Três anos atrás, Adrienne Hale, uma renomada psiquiatra, desapareceu misteriosamente. Luke, seu namorado se tornou o principal suspeito. Apesar disso, um corpo nunca foi encontrado.
Agora, Ethan e Tricia, recém-casados, estão procurando uma casa para morar, e a casa da doutora parece ser a escolha perfeita. Pelo menos para Ethan, já Tricia tem suas dúvidas. Convenhamos que morar na casa de uma mulher desaparecida não parece muito atrativo.
Em um final de semana de nevasca, o casal chega à casa para conhecer o imóvel. Por conta da neve, o trajeto não é fácil pois a propriedade fica distante de tudo.
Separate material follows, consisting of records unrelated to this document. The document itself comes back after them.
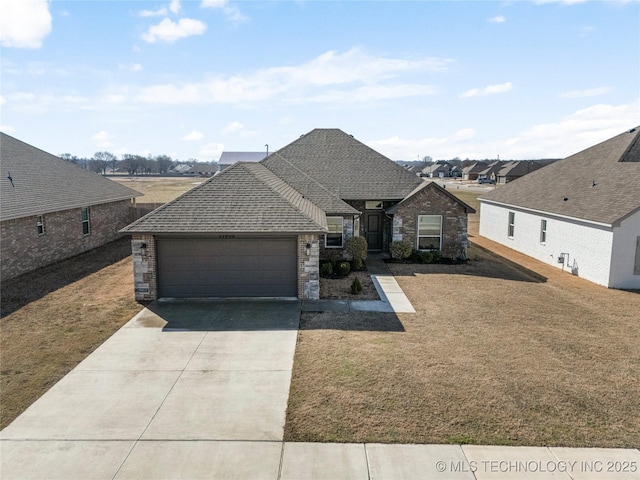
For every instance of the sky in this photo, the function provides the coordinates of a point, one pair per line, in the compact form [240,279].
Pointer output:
[190,79]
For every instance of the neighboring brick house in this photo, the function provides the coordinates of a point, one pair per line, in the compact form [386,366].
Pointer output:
[51,209]
[581,214]
[260,229]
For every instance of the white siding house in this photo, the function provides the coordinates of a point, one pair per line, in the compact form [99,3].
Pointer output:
[581,214]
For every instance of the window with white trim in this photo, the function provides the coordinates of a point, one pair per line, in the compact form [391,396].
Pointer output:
[429,232]
[543,231]
[40,225]
[373,205]
[512,224]
[333,238]
[86,221]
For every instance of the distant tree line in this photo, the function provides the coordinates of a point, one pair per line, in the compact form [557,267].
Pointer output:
[107,162]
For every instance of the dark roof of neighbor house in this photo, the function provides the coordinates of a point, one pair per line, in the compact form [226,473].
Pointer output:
[229,158]
[600,184]
[43,183]
[345,166]
[244,198]
[434,186]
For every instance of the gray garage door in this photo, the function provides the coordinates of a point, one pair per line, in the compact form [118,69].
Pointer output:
[236,267]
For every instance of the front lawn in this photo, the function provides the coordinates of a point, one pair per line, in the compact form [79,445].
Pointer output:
[492,356]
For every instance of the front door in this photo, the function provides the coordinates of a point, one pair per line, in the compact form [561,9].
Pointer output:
[374,231]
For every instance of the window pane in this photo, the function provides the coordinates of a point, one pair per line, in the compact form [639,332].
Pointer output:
[429,225]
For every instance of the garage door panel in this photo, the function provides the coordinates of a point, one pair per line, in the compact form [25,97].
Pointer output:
[227,267]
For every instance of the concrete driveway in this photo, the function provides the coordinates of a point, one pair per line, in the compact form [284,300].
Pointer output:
[182,386]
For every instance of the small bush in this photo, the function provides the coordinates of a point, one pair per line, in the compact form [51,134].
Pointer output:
[357,248]
[356,286]
[343,269]
[400,250]
[421,257]
[326,269]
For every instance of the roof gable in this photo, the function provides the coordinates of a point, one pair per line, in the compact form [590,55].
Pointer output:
[425,186]
[42,183]
[600,184]
[346,167]
[244,198]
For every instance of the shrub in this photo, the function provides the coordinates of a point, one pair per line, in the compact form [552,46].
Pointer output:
[421,257]
[357,248]
[400,250]
[326,269]
[356,286]
[343,269]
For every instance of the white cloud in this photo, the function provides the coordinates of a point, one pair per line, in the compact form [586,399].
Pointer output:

Mesmo assim, Ethan se apaixona pela casa na mesma hora, afinal é enorme e está custando uma miséria.
Devido ao mal tempo, o casal fica preso na casa, que parece abandonada, apesar dos indícios de uma recente presença por ali. É o que deixa Tricia paranoica.
Comidas recém compradas na geladeira, marcas de pegada no chão, uma luz acesa antes deles entrarem que misteriosamente foi apagada depois, barulhos de passos no andar de cima…
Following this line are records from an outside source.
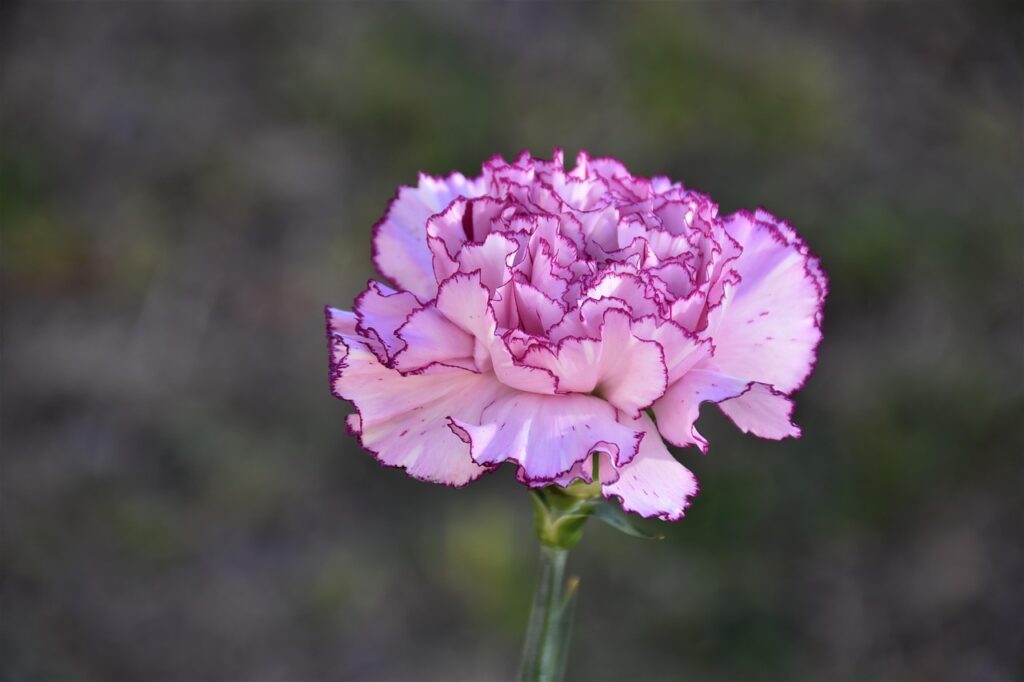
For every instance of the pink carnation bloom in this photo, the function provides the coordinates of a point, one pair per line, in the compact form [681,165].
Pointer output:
[542,316]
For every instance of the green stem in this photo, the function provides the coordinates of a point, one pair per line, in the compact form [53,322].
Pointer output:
[545,651]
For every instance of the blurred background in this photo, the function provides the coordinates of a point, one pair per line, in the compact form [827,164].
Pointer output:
[183,185]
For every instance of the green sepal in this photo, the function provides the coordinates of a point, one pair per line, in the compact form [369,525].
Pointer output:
[559,518]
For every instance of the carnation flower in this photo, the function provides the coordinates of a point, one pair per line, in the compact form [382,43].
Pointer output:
[561,320]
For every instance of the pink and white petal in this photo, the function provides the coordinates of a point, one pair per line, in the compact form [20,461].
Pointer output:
[493,258]
[544,276]
[767,327]
[444,265]
[678,410]
[517,374]
[652,483]
[340,322]
[465,301]
[763,412]
[628,288]
[627,371]
[430,338]
[682,349]
[343,323]
[536,311]
[547,434]
[399,239]
[403,419]
[382,310]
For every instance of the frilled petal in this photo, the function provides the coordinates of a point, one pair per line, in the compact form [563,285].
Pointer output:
[627,371]
[403,419]
[682,349]
[653,483]
[381,311]
[400,251]
[763,412]
[766,328]
[493,259]
[429,338]
[547,434]
[466,302]
[679,408]
[628,288]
O marido garante que não tem ninguém morando na casa, mas depois que descobre que a psiquiatra desaparecida morava ali, Tricia não para de sentir a presença da mulher. E o imenso quadro dela pendurado na parede não ajuda em nada. Assim como a Monalisa, aqueles olhos parecem que a seguem aonde quer que ela vá.
É andando pela casa que a esposa descobre uma sala secreta onde Adrienne guardava fitas de suas sessões com os pacientes. Curiosa para conhecer mais sobre a doutora, Tricia começa a ouvir as fitas e logo fica com a impressão de que talvez Luke possa não ser o único suspeito de seu desaparecimento e que Adrienne também guardava seus segredos.
O que aconteceu com Adrienne Hale? Quem foi o responsável? Luke? Um de seus pacientes? Quem era de fato a mulher por trás da bem sucedida psiquiatra? Quais segredos Tricia vai descobrir do marido? E da médica? Mais de uma pessoa é capaz de guardar um único segredo? Ou duas pessoas só podem guardar um segredo se uma delas estiver morta?
Até quase o final do livro eu achei que tudo estava bem óbvio. Tão obvio que fez a leitura ser um pouco arrastada pois parecia que nada iria me surpreender. Porém, quem conhece a escrita de Freida, sabe que nada nunca é o que parece, e as últimas páginas foram capazes de mudar totalmente o rumo da trama.
Apesar disso, acho que o final poderia ser um pouco mais desenvolvido. Quando ele finalmente começou a sair do “óbvio”, acabou.
Agora fica com vocês a pergunta: esse é um livro para recordar?